O dönem köylerinde yaşam şartlarının iyi olmadığını ve köylülerin talepleriyle ilgili yazılarını Büyük Önder'e ilettiklerini dile getiren Şaban Yaylalı, "Babamların da verdiği bir dilekçe var. O dilekçenin karşılığı olarak Atatürk'ün emriyle bize yeniden ev yapıldı. Bunu ailem ve köylülerden çok dinledim. Bize 2 sene içerisinde yapılan yeni ev teslim edilmiş, biz de 4-5 yıl o evde yaşadık." dedi.
Gençlik yıllarında Atatürk'e hayranlığının daha da arttığını ve onu tekrar görmek istediğini, göremediği için büyük üzüntü duyduğunu kaydeden Yaylalı, 16 yaşına geldiğinde Atatürk'ün vefat ettiğini ve bunun kendisini derinden etkilediğini ifade etti.
O dönemde İstanbul'da ziraat mektebinde öğrenci olduğunu, Atatürk'ün vefat haberinin gelişiyle birlikte Türkiye'de adeta "hayatın durduğunu" kaydeden Şaban Yaylalı, şöyle devam etti:
"1938 yılı perşembe günüydü öldüğü gün. Biraz yağmur var, ben ziraat mektebinde okuyordum. Elimizde toprak işleme aletleri var, dışarıda çalıştık, saat 12'ye doğru okula geldik. Bir de baktık ki okulun önündeki bayrak yarıya inmiş. Atatürk'ün öldüğünü öğrendik. Öğleden sonra tekrar çalışmaya gitmedik. Okulda çalışmalar 4 saat öğleden önce, 4 saat öğleden sonra.

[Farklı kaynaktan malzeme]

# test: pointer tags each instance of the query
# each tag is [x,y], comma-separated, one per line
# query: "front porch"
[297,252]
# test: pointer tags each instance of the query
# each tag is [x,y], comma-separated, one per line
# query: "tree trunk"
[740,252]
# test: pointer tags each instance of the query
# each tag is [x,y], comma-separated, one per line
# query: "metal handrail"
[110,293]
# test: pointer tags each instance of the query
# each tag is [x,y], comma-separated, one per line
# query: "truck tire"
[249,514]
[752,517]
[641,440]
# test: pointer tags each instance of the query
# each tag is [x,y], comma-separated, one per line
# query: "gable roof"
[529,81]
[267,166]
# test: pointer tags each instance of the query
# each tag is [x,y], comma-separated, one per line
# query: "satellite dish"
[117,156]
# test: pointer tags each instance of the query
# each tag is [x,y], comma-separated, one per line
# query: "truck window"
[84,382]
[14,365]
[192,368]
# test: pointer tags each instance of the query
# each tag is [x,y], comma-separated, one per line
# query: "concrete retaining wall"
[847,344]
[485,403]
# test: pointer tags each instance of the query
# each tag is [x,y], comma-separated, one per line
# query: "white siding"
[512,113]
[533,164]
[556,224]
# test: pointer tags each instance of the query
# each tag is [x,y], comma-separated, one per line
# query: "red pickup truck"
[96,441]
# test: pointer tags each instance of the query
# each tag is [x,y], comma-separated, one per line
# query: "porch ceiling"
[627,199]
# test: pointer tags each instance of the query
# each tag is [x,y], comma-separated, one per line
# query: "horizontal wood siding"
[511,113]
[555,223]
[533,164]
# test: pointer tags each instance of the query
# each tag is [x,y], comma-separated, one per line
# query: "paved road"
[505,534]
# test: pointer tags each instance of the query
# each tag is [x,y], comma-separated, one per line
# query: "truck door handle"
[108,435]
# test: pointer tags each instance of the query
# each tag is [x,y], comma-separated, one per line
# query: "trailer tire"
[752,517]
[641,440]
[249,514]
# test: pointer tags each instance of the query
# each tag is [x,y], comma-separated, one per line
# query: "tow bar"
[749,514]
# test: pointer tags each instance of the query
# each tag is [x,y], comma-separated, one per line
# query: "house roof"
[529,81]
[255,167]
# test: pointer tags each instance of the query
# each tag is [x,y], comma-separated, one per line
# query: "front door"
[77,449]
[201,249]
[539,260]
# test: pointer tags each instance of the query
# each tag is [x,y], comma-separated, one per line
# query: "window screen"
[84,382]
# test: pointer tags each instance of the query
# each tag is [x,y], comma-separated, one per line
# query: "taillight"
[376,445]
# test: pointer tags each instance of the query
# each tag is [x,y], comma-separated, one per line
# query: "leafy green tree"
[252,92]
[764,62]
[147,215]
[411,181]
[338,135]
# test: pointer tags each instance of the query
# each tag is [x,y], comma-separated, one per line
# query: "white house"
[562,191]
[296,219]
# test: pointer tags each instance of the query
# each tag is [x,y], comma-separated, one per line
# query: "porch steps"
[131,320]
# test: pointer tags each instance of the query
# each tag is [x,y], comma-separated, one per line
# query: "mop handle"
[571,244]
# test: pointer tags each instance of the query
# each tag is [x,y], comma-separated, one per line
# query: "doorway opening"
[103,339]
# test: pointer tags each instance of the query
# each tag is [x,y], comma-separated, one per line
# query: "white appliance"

Öğleden sonraki derslere girmedik. Okul müdürümüz o zaman bizi teselli etmeye çalıştı. Hepimiz çok üzgündük, adım atacak takati kendimizde bulamadık. O kadar üzülmüştük. Hayatımızın o şekle getirilmesinde büyük hizmetleri olan bir kişinin, dünya çapında rağbet görmüş bir liderin yitirilmesi bizi kalben üzdü ve ağlamalarımız uzun süre devam etti."